Michael Wilkinson, LACERS/Legal Representative

By Michael R. Wilkinson, LACERS Commissioner

The LACERS real estate consultant, Townsend, reported strong returns for the period ending Dec. 31, 2021. The returns were: 7.72 percent for the quarter, 22.43 percent for the year, 8.47 percent for three years, 8.20 percent for five years, 9.14 percent for ten years and 6.21 percent since inception. While only the one-year return was greater than the benchmark, the investments made since the 2014 are all outperforming.

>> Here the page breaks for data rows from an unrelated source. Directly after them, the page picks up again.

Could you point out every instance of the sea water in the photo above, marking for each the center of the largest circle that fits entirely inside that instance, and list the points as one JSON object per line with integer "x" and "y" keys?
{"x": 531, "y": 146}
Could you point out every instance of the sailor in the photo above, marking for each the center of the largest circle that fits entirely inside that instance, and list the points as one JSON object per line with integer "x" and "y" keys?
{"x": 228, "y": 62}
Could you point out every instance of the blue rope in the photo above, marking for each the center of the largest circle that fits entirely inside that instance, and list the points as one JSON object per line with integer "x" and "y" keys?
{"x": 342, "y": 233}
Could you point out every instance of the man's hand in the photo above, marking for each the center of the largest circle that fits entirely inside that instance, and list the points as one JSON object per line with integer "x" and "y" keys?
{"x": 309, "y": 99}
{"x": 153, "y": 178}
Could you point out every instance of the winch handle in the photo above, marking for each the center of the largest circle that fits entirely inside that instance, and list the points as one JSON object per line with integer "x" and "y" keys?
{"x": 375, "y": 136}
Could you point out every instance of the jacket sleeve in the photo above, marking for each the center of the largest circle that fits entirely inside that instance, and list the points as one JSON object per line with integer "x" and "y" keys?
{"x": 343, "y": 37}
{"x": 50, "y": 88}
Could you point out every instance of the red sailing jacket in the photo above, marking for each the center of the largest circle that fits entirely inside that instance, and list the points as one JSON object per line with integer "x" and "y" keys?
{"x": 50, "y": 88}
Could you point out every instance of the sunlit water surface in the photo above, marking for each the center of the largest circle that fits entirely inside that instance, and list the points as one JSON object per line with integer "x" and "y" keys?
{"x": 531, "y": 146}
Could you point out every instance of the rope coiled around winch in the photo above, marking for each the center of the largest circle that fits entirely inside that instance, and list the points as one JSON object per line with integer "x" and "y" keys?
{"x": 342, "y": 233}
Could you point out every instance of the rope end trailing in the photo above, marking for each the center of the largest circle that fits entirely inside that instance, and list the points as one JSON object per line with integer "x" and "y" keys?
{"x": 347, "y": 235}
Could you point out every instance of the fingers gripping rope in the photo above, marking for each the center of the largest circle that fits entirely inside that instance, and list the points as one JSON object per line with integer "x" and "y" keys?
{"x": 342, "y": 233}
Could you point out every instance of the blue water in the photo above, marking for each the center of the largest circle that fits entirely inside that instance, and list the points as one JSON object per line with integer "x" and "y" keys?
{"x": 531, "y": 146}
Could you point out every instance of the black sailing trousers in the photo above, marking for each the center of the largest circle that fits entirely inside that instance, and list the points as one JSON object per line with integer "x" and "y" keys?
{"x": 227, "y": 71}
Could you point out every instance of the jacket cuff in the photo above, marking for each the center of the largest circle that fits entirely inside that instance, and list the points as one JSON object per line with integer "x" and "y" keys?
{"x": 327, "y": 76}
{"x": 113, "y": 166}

As you know, LACERS invests to provide for the needs of the pension plan and the health, vision, and dental plans. There is no one all-weather investment that provides all our needs, so the plan diversifies its investments across those that perform differently in different time periods, seeking investments that are uncorrelated with each other. However, in some bear markets, particularly when all asset classes are declining, diversification may not be as effective.

An important asset class for LACERS is real estate. In 2018, the LACERS Board increased the target allocation to real estate from 5 percent to 7 percent as part of its overall plan to achieve a long-term return of 7 percent on the total portfolio.

Real estate investments help to diversify the overall LACERS portfolio by geography. LACERS invests across the country and has a small number of international properties as well. Within the LACERS real estate portfolio, investments are also diversified by property type: apartment, office, industrial, retail, and hotels. LACERS is careful not to be too heavily weighted on any one property type or geographic area so that if one real estate segment hits a downturn, the portfolio could be supported by other investments that were not suffering losses.

LACERS’ largest real estate concentration is in core properties, which are those in prime locations, characterized by full occupancy and high-quality tenants, and producing good and stable income. Since core properties are in high demand, they are relatively expensive and produce lower returns than non-core properties. LACERS’ target is 60 percent core and 40 percent non-core. Non-core properties sometimes need work and carry higher risk. However, for this additional risk there is the potential for higher returns. This is the old saw that there is no “free lunch” in investing. If you seek higher returns, you must accept higher risk. The goal is to get the right combination that provides a reasonable return without risking too much.